Here’s an interesting project that I’ll be taking your over the next few days. We’ll create an app that can recognize a SuDoKu puzzle from a picture taken by a camera (maybe on a phone). We’ll be going over a lot of stuff: geometric transformations, character recognition, logic, etc. This post is an overview of how things will work for the SuDoKu grabber!
Recognizing SuDoKu puzzles with Computer Vision
For identifying SuDoKu puzzles, we’ll make use of the simpler tools image processing provides. Character recognition, detecting lines, fixing skewed pictures, etc.
Here’s a little walkthough of how we’ll be implementing things.
Suppose we start off with this particular image:
The very first thing we need to do is identify the puzzle. Here are some of the challenges when doing this:
- The inner grid lines are very fine and will probably be tough to recognize.
- The lines are not perfect. We’ll have to take care of that.
- The black grid lines have colors same as a lot of other elements in the picture.
To overcome all these, we’ll make one assumption: the puzzle is the biggest element in the image. And it’s a safe assumption to make. You probably aren’t looking to grab a sudoku puzzle if you’re looking at an entire newspaper page.
Another assumption I’m using for this series is that there is a thick black border outside the puzzle. In the above picture, the 3×3 boxes too have thick grid lines. But those aren’t needed. Only the outermost edges of the sudoku puzzle should have thick dark borders.
Step 1: Segmenting the SuDoKu puzzle
The first thing we do is segment the puzzle image with thresholding. After this operation, we get the dark regions of the puzzle:
Of course, there is some preprocessing involved. Things like smoothing out noise, some morphological operations, etc. We’ll see the details when we start implementing this.
Step 2: Detecting the puzzle blob
We can’t detect lines in the image just yet. There are just way too many outliers. There are the numbers, the writing on the top and right edge of the puzzle. There are lines outside the puzzle too.
So we’ll use the assumption that the puzzle is the biggest thing in the image. We check the size of all blobs on the image. Only the puzzle’s grid lines are big enough to cover the largest area on the image.
So, on selecting the blob that covers the biggest region, we get this:
This looks great! Next we detect lines in this noise-free image!
Step 3: Locating the puzzle
We can use the Hough transform to get lines in this image. It returns lines in mathematical terms. So after this step, we’ll know exactly where a lines lies… and not just the pixels where it lies.
We don’t need all these lines. So we just take the lines nearest to the edges. And because they are mathematical lines, we can solve for their intersection. That could give us the four corners of the puzzle. Then, we know exactly where the puzzle is.
For our example, it looks like this:
The corners are not accurate. But pretty close. They should be good enough.

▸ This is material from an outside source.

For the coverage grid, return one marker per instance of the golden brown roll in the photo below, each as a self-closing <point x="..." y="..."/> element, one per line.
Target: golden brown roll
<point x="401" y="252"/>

Step 4: Fixing the image and accessing each cell
We have four corners. We can remap this into a new image – where each corner corresponds to a corner on the image:
After remapping, we can divide the puzzle into a 9×9 grid. Each cell in the grid will correspond (approximately) to a cell on the puzzle. The correspondence might not be perfect, but it should be good enough.
Step 5: Identify the numbers
Now for the final part: character recognition. This is simple: we just iterate through each cell and check if it contains some number. If it does, we store it in the internal data structure that holds the sudoku.